このように、米国が反対する東アジア安保体制の構築に向けて、対米従属の日本がどうして賛成できようか。実際のところ日本外交は、この東アジア安全保障体制を構築するという考えに、一貫して消極的な態度を示してきたのである。まさか米国が反対するから反対だとはいえない。そこで決まり文句のように、「NATOの場合と違ってアジアには国の体制や発展段階に多様性があり、一つの集団安全保障体制をつくるのは困難である」という理屈を持ち出すのである。こんな馬鹿げた理屈があろうか。困難であっても、それが正しければ実現に向けて努力をすればいいだけの話である。はじめから努力する気がないのである。
  この点について、残念ながら添谷教授もやはり腰が引けるのである。彼はこう続ける。
 「(東アジアの)安全保障共同体が成立すれば日米安保は吸収されるが、それは永遠に実現しないかもしれない。その過程で、安全保障への脅威に備え続けることも不可欠である。だから、日本にとって日米関係は重要であり続ける・・・」
  あくまでも米国との同盟関係の信頼性を強化する中で、国際的に通用する平和主義に立脚した、「ミドルパワー」としての日本の外交の自由度を高めるべきと言うのである。なんとも解りにくい主張である。政府に楯突く事を避ける学者の限界である。
 ここまで明らかにされた米国の秘密工作
 少し前に、米国の中央情報局(CIA)が世界の8カ国にテロ容疑者を尋問する秘密収容所を設けているというニュースがワシントン・ポスト紙に掲載されたことがあった。米政府はその存否について確答を避けてきたが、さすがに人権を重視する欧州諸国は追究を緩めない。

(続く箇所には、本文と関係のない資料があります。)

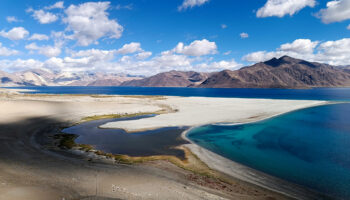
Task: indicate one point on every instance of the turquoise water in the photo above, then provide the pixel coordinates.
(310, 147)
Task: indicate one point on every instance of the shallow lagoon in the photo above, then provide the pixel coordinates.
(117, 141)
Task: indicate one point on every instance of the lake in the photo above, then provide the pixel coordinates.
(309, 147)
(338, 94)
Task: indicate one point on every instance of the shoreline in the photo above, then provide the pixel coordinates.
(248, 174)
(56, 109)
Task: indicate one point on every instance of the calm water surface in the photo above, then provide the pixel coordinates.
(310, 147)
(117, 141)
(339, 94)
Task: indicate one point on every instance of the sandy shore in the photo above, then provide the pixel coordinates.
(32, 169)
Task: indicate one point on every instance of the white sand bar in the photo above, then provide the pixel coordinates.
(196, 111)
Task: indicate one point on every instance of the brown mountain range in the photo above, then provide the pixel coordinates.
(285, 72)
(170, 79)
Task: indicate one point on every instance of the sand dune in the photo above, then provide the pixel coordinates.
(31, 169)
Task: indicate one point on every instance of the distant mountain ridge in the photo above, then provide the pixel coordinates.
(170, 79)
(41, 77)
(283, 72)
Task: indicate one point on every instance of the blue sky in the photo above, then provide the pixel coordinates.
(151, 36)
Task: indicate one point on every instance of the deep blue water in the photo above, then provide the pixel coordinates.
(310, 147)
(306, 94)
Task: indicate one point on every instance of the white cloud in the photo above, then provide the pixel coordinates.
(16, 33)
(7, 52)
(37, 36)
(244, 35)
(48, 51)
(221, 65)
(196, 48)
(227, 53)
(89, 22)
(336, 11)
(331, 52)
(57, 5)
(143, 55)
(11, 19)
(42, 16)
(130, 48)
(280, 8)
(127, 7)
(19, 64)
(223, 26)
(301, 46)
(190, 4)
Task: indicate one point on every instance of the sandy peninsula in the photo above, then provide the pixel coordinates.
(32, 169)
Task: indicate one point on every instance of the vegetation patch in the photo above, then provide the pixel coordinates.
(116, 116)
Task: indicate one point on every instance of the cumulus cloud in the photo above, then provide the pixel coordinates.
(19, 64)
(57, 5)
(301, 46)
(143, 55)
(89, 22)
(7, 52)
(244, 35)
(190, 4)
(48, 51)
(332, 52)
(16, 33)
(42, 16)
(37, 36)
(196, 48)
(336, 11)
(11, 19)
(126, 7)
(130, 48)
(223, 26)
(280, 8)
(217, 66)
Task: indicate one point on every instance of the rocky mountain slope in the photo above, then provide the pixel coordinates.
(170, 79)
(285, 72)
(41, 77)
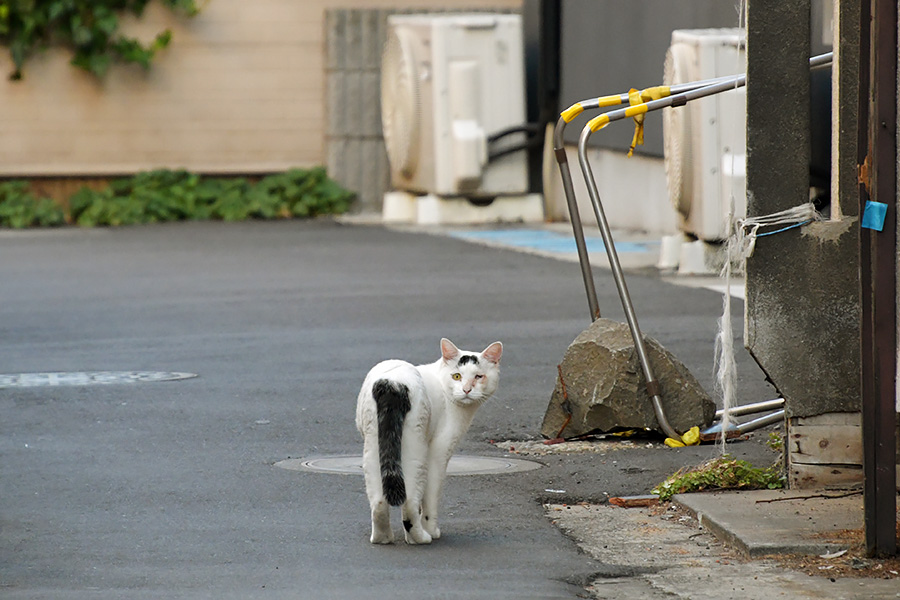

29日の日経新聞によれば、独のシュタインマイヤー外相やアイルランドのアハーン外相などが、近く訪問するライス国務長官に説明を求めるという。また欧州連合は外交ルートを通じて公式に説明を求めることを決定したという。
 その同じ日の日経新聞に、こんどは28日発売の米誌タイムスが、ブッシュ政権はCIA工作員を増員すると報じているという記事があった。その記事によると、CIAのゴス長官が、文化や経済担当の大使館員などを装った工作員を増員するとともに、冷戦終結で閉鎖したCIAの活動拠点を再稼動させる計画だ、と伝えたという。
 またブッシュ大統領は、「可能な限り早期に」工作員の数を50%増やすよう命じたという。工作員訓練所は満員状態だとも報じられている。
  本来ならば許されない米国の工作活動がここまで公然と報じられるのである。そんな国と知って尚、日本政府は米国を価値観を最もよく共有した世界最善の同盟国であると、本気で考えるのか。